つまり現在のメーカーの見解では次のことが基本です。
① ミドルケース交換はメーカー側の見解によって新品交換にし、その際に既存のシリアルは再度打刻しない(以前はしていました)。
② キャリバー1560搭載のREF.1016のオーバーホールは基本的には終了した。現在は状態にもよるがキャリバー1570(ハックの有無は問わない)搭載のREF.1016のみメンテナンスを受付ける。
…☆このことから、もしREF.1016を購入するときは以下の点に気をつけてください。
たとえシリアルが3百万番台、4百万番台、5百万番台…だとしても、必ずリューズを引いて秒針が止まる(ハックする)か実際にやってみてください。
キャリバー1570は一部初期にノンハックもありますが、このシリアル群のものはハックします。

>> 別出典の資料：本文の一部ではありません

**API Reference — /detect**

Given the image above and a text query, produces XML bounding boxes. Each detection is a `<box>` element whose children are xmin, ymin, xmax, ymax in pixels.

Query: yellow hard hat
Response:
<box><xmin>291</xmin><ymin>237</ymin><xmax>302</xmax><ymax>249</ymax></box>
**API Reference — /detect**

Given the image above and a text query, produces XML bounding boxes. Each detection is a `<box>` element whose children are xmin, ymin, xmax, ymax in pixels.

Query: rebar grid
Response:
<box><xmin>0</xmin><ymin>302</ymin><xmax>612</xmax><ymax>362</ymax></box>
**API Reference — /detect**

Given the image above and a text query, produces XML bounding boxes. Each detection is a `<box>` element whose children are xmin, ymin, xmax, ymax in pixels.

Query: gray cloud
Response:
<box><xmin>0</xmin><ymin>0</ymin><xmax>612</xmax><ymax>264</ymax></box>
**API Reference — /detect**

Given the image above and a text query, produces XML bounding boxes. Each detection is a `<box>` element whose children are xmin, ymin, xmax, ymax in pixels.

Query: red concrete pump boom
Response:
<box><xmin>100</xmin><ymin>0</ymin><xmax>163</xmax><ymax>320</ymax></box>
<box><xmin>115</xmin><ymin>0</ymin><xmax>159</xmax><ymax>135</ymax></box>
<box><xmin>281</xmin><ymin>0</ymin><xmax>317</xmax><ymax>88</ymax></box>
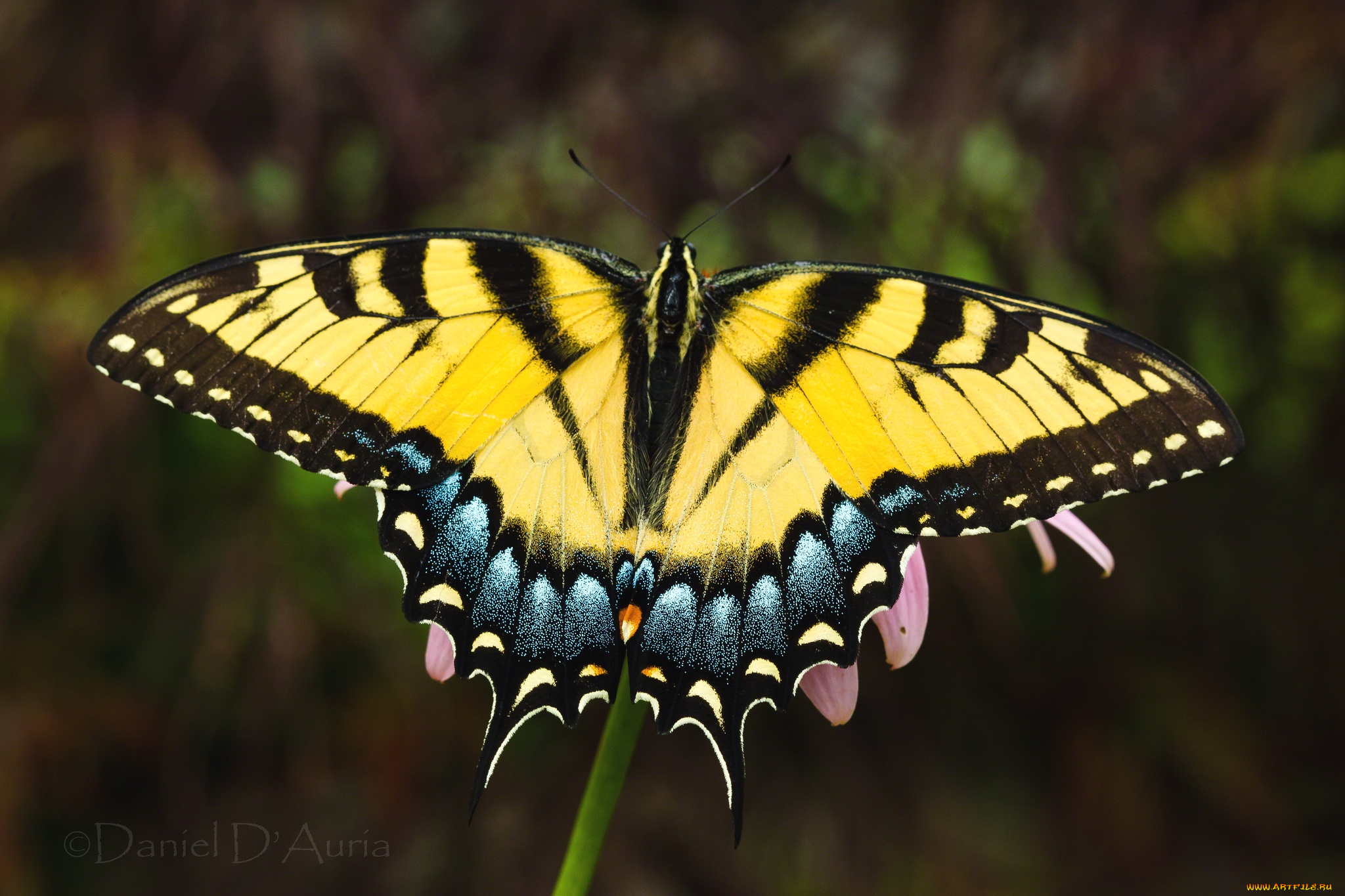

ノンハックキャリバー1570の搭載のREF.1016は1965年~70年までの五年間の製造のみといわれておりますが、たいていのニューミドルケースは4百万番台と5百万番台が多いので、キャリバー1570のノンハック搭載とケースナンバーには必然的にズレが生じ、転売するときには「改造品もしくは、価値なし法一」となってしまいます。
一般にムーブメントシリアルとケースシリアルの完全な合致は、問われないので、キャリバー1570のハックモデルなら、安心してケース交換が出来るということですが、場合によっては既存のシリアルより若いナンバーとなって前回の市井の連関表からすれば、製造年が下がるかも知れません(例えは既存が9百万番台→ニューミドルケースが4百万番台に変更)のでお気をつけ下さい。
しかしながら、メーカーが交換用としてストックしてある、ニューミドルケースに打刻してあるシリアルナンバーは何故、時計の組み立てラインから除外されたのか気になりませんか?私は気になりますが。。